Saturday, October 4, 2014

Whats new in vSphere 5.5 ?

Whats new in vSphere 5.5?
  • Hot-Pluggable SSD PCI Express (PCIe) Devices - ability to hot-add or hot-remove the solid-state disks.
  • Support for Reliable Memory Technology - ESXi runs on Memory, if error occurs, it crashes and VMs too. To protect against memory errors, ESXi takes advantage of hardware vendor enable Reliable memory technology.
  • Enhancements for CPU C-States.
  • Storage - Support for 62TB VMDK- vSphere 5.5 increases the maximum size of a virtual machine disk file (VMDK) to 62TB (note the maximum VMFS volume size is 64TB where the max VMDK file size is 62TB).  The maximum size for a Raw Device Mapping (RDM) has also been increased to 62TB.
  • 16GB E2E support.
  • Expanded vGPU Support - 5.1 was limited to Nvidia - now supports Nvidia & AMD GPUs.
  • Doubled Host-Level Configuration Maximums.
  • 16Gb End-to-End Support – In vSphere 5.5 16Gb end-to-end FC support is now available.  Both the HBAs and array controllers can run at 16Gb as long as the FC switch between the initiator and target supports it.
  • Graphics acceleration now possible on Linux Guest OS.
  • vSphere App HA - works in conjunction with vSphere HA monitoring and VM monitoring to improve application up-time. can be configured to restart application service when issue is detected. Can also reset VM if Application fails to start.
  • For hosts with different CPU vendors in a cluster:
    • Per-Virtual-Machine CPU masking - hide or show NX/XD bit (No Execute / Execute Disable)
    • VMware Enhanced vMotion compatibility - On the hardware side - Intel & AMD put functions in the CPUs that would allow them to modify the CPU ID value returned by the CPUs. Intel calls this functionality as FlexMigration. AMD - embedded this into the AMD-V virtualization extenstions. On Software side, VMware created s/w that takes advantage of this hardware functionality to create a common CPU ID baseline for all servers within the cluster. Introduced in ESX/ESXi 3.5 Update2.
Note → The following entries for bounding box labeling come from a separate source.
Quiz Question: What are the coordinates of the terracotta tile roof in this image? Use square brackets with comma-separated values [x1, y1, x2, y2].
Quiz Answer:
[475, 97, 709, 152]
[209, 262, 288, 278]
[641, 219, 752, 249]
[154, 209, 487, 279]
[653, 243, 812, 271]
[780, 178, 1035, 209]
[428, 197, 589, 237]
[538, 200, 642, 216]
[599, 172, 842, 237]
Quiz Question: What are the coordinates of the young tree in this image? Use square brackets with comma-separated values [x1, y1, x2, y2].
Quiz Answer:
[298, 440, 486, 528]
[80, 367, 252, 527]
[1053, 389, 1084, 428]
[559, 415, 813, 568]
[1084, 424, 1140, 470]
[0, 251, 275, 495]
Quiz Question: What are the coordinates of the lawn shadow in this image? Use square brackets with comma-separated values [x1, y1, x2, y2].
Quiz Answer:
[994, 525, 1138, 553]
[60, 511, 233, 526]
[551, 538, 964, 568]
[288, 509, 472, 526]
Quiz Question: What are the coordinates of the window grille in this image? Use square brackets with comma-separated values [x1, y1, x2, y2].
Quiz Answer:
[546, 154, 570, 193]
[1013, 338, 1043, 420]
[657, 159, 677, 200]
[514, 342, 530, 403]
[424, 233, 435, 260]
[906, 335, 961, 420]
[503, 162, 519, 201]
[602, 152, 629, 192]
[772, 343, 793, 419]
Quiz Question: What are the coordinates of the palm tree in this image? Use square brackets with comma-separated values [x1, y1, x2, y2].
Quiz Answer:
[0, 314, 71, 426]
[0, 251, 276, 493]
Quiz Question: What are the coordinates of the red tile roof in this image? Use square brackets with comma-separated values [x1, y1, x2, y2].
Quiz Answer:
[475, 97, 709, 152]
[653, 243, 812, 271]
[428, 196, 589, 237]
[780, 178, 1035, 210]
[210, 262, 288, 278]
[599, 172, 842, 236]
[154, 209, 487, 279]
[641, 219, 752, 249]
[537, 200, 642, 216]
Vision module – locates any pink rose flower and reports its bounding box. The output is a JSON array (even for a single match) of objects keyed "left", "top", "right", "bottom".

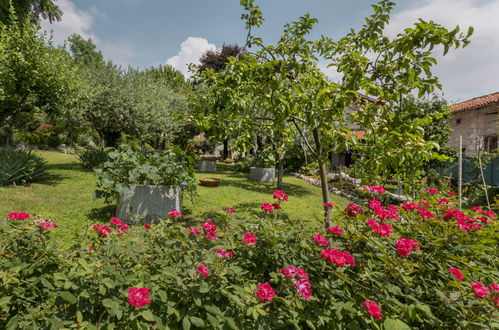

How Storage vMotion works ?

How Storage vMotion works?

Storage vMotion enables live migration of running virtual machine disk files from one storage location to another with no downtime or service disruption.

  • This simplifies storage array migration or storage upgrades.
  • Dynamically optimize storage I/O performance.
  • Efficiently utilize storage and manage capacity.
  • Manually balances the storage load.

Storage vMotion process:

  1. vSphere copies the non-volatile files that make up a VM: vmx, swp, logs & snapshots.
  2. vSphere starts a ghost or shadow VM on the destination datastore. Because the ghost VM does not yet have a virtual disk (that hasn't been copied over yet), it sits idle waiting for its virtual disks.
  3. Storage vMotion first creates a destination disk. Then a mirror device - a new driver that mirrors I/Os between source & destination.
  4. I/O mirroring in place, vSphere makes a single-pass copy of virtual disks from source to destination. As the changes are made to the source, the mirror driver ensures that changes are also reflected at the destination.
  5. When the virtual disk copy completes, vSphere quickly suspends & resumes in order to transfer control over to the ghost VM on the destination datastore.
  6. Files on the source datastore are deleted.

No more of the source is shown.